While working on ln-history I have countless examples where those models: Claude, ChatGPT 4o and ChatGTP 5 failed. I sometimes spend many minutes crafting a prompt in the hope they would resolve it.

On the other hand there have been situations where those models hit the nail on the head. Getting the solution that 'just works' for a rather complex problem in seconds is the dream.

Currently I am more of a fan of doing it yourself without AI. It is more like a personized stackoverflow, but not a replacement for software development as a whole. The context of my platform was most times just way too much for it to understand it and giving a summarized context takes time writing the prompt that might not even produce a valuable result.

From a "fun" perspective I really like to think and develop the code by myself. When errors appear, I can spot them quickly and fix them. Debugging and fixing code from a LLM is painful.

On the other hand I realized that it takes less "brain power" if you work a whole day constantly requesting the LLM instead of purly doing it yourself. I might be able to create more output in a day when using a LLM than doing it myself. But when looking on a longer time-scale I guess that I am also learning and memorizing how the code is actually working much easier if I came up with it instead of a LLM. This way in the long run I am more leaning towards writing the code by yourself.

All the texts of the blog and the documentation have been written by myself without AI.

Documentation

When to write documentation?

Firstofall, it should be obvious that documenting your code is necessary and should be done, hence when not if.

I started to write the documentation close to the end of the project. In retro perspective I should have written it simultaneously with the development. As soon as I "upgraded" the components from "PoC" to "production-level". I could even recommend to write the documentation first and then "upgrade" the component to "production-level", much like the idea of Test-Driven-Development. It gives yourself an overview as well as something to see for "Product Owner" / supervisor.

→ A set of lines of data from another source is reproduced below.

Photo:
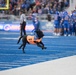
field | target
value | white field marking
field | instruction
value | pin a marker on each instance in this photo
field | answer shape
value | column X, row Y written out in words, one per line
column 12, row 54
column 7, row 33
column 70, row 46
column 8, row 65
column 18, row 37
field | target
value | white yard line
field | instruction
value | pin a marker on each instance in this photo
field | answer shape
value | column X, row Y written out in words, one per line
column 62, row 66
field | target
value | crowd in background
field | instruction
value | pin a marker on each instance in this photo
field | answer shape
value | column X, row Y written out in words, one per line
column 38, row 6
column 64, row 23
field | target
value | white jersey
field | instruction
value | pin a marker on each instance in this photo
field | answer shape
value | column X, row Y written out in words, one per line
column 22, row 18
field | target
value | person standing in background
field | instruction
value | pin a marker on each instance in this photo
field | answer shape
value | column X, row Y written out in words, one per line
column 22, row 23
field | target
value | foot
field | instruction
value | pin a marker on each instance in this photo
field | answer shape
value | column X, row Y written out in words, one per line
column 44, row 47
column 19, row 48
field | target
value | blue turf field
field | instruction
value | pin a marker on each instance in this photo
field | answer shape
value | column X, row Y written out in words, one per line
column 12, row 57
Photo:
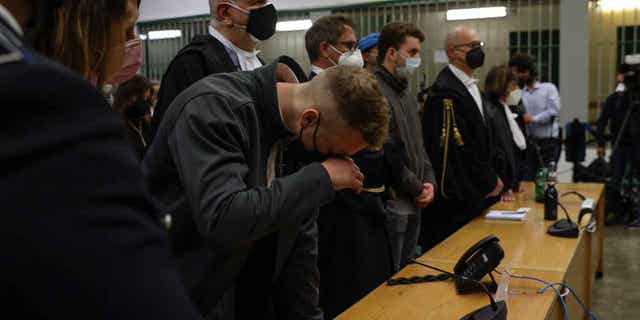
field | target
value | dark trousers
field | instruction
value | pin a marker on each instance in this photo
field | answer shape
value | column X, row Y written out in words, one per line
column 619, row 160
column 540, row 150
column 443, row 218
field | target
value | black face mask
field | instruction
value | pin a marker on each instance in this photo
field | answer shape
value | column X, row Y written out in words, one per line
column 522, row 82
column 139, row 110
column 315, row 136
column 475, row 58
column 262, row 22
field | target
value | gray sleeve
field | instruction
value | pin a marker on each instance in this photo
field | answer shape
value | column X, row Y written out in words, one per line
column 429, row 174
column 208, row 146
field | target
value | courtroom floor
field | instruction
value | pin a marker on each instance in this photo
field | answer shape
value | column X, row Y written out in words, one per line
column 617, row 295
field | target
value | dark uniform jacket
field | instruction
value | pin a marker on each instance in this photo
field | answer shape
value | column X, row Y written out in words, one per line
column 463, row 162
column 205, row 55
column 79, row 237
column 504, row 149
column 405, row 126
column 613, row 113
column 208, row 168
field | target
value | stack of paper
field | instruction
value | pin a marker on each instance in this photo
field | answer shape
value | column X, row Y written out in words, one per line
column 518, row 215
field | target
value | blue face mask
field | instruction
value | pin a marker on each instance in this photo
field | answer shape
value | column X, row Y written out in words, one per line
column 409, row 69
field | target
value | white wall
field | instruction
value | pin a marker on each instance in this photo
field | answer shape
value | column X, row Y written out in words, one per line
column 169, row 9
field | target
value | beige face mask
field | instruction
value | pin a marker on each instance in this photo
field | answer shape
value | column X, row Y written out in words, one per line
column 514, row 97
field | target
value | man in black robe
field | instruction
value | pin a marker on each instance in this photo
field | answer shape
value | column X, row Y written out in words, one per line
column 229, row 46
column 245, row 235
column 457, row 139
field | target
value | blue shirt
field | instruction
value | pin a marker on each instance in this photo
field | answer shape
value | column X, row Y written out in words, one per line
column 543, row 103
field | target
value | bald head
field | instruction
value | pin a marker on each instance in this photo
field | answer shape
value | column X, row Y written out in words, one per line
column 460, row 41
column 461, row 35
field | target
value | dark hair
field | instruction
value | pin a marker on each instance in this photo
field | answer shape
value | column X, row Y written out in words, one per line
column 623, row 68
column 523, row 63
column 394, row 35
column 80, row 34
column 326, row 29
column 130, row 90
column 360, row 102
column 497, row 82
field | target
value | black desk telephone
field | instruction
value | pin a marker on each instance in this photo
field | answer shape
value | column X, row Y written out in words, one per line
column 481, row 259
column 477, row 262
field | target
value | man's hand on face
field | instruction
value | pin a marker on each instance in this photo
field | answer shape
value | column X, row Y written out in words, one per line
column 344, row 174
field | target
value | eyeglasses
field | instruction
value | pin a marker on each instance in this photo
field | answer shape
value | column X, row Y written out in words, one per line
column 350, row 45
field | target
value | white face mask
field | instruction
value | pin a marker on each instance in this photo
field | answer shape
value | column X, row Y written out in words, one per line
column 349, row 58
column 409, row 69
column 514, row 97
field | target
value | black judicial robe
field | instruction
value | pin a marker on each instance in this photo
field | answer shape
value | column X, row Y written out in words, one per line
column 79, row 235
column 463, row 166
column 235, row 237
column 205, row 55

A challenge I faced during the project: How to show progress, especially in the context of databases I realized that documenting is a very good way to show progress. In specific when working with databases, where there is neither code nor text I recommend to list the queries and their EXPLAIN (ANALYZE) result and discuss the costs, indexes (maybe even clustering) etc. This approach is like documenting your analysis although you are just setting things up.

Hardware:

I did not put a lot of thought into the hardware I rent to run my services. In case you come from the software development "side" you might think everything is solvable with software, but at some point, investing in hardware is the only way to go. After upgrading from virtual cores to actual cores, I realized how big this detail is: The performance of everything jumped significantly.

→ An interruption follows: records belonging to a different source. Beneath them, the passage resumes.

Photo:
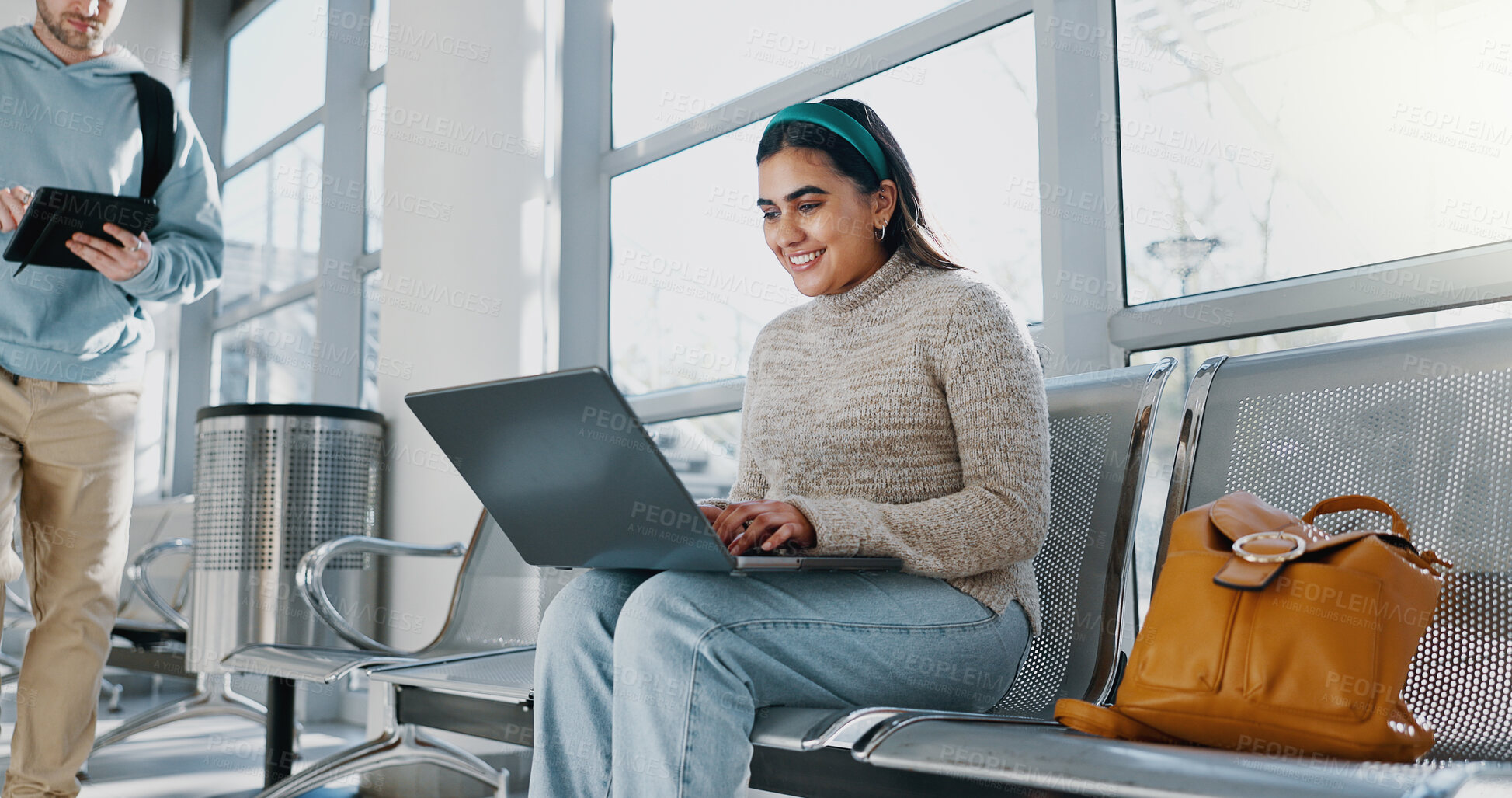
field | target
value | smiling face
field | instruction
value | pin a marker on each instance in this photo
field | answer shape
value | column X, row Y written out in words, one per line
column 819, row 223
column 78, row 26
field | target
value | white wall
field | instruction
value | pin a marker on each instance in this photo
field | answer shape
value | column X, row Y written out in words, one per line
column 153, row 30
column 466, row 75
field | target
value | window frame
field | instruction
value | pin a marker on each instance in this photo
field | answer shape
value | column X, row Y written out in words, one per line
column 1089, row 323
column 339, row 301
column 587, row 162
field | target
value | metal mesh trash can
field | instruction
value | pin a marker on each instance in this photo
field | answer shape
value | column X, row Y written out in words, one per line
column 271, row 483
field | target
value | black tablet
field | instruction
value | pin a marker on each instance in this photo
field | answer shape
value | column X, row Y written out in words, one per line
column 57, row 214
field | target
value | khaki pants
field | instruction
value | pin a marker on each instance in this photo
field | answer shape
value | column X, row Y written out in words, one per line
column 67, row 450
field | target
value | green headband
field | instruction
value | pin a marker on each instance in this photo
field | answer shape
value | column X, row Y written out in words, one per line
column 841, row 124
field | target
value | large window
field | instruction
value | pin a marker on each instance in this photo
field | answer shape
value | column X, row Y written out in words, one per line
column 273, row 221
column 739, row 47
column 1270, row 140
column 300, row 223
column 269, row 67
column 691, row 277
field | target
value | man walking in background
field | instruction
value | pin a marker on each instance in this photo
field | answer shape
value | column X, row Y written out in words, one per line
column 73, row 346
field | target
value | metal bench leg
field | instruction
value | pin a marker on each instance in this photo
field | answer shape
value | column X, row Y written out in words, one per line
column 399, row 744
column 212, row 695
column 113, row 691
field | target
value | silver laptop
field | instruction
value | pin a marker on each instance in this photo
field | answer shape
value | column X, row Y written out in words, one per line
column 575, row 480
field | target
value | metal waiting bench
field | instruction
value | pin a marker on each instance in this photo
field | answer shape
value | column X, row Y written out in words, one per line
column 1100, row 438
column 496, row 608
column 1420, row 420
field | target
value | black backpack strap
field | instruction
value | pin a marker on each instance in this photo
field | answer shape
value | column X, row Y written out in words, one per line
column 159, row 127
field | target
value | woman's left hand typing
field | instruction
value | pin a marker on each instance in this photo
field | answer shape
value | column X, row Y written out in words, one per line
column 769, row 524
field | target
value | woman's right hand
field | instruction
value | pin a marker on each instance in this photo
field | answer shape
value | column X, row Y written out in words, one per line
column 12, row 207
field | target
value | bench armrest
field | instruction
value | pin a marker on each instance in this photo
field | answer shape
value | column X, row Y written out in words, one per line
column 144, row 587
column 312, row 570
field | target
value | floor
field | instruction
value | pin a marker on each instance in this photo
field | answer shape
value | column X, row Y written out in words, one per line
column 206, row 758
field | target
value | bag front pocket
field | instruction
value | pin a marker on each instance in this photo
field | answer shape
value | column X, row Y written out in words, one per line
column 1314, row 643
column 1186, row 632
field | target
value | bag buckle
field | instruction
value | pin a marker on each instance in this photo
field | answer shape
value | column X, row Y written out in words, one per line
column 1298, row 547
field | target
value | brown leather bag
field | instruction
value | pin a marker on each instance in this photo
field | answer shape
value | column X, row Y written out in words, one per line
column 1267, row 635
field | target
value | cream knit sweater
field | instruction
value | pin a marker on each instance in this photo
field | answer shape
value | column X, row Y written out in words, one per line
column 906, row 418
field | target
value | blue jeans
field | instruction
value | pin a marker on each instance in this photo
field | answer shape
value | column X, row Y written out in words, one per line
column 649, row 681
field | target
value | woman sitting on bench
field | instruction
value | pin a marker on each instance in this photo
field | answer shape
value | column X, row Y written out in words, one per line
column 899, row 413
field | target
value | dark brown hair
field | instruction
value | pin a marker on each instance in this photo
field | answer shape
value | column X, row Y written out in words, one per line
column 909, row 226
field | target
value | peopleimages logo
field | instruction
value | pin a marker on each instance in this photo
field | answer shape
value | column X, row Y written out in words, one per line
column 57, row 117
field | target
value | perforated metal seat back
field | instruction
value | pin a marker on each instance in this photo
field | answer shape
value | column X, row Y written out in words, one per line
column 1425, row 423
column 1097, row 421
column 498, row 598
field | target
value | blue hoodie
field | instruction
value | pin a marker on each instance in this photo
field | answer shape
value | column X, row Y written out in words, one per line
column 79, row 127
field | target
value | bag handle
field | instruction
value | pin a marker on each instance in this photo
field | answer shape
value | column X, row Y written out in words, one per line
column 1358, row 502
column 1107, row 723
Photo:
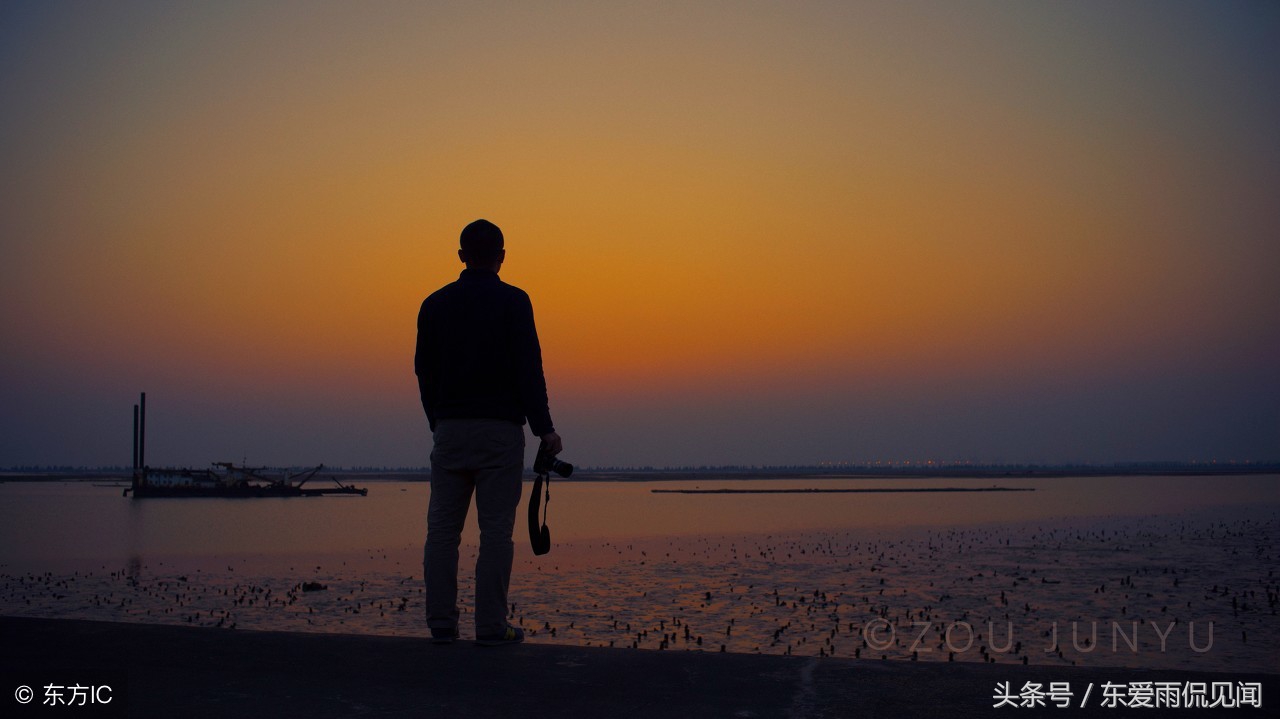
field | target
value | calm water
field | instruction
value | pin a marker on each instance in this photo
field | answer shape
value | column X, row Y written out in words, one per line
column 1185, row 567
column 54, row 525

Having a good developer experience not only makes the project more fun but also speeds up the development process.

I highly recommend to not save on this end. Sometimes your development time might be more scarce than the cost of better hardware.

Conclusion:

Unlike mathematics and other sciences, engineering on a solution in computer science is not exact and many (completely) different solutions can yield the same result. I am certain that with experience you develop a feeling in your gut with which you can decide much quicker and accurate which solutions bring you a result and which ones do not. This feeling (based on countless hours of expierience) guides you to the sweet spot I mentioned in the introduction.

I am happy with my participation and learnings at summer of Bitcoin 2025. Having the chance to discuss with René about a wide range of topics, gave me so many heureka moments where it made "click". I also gained confidence that I am able to create impactful software.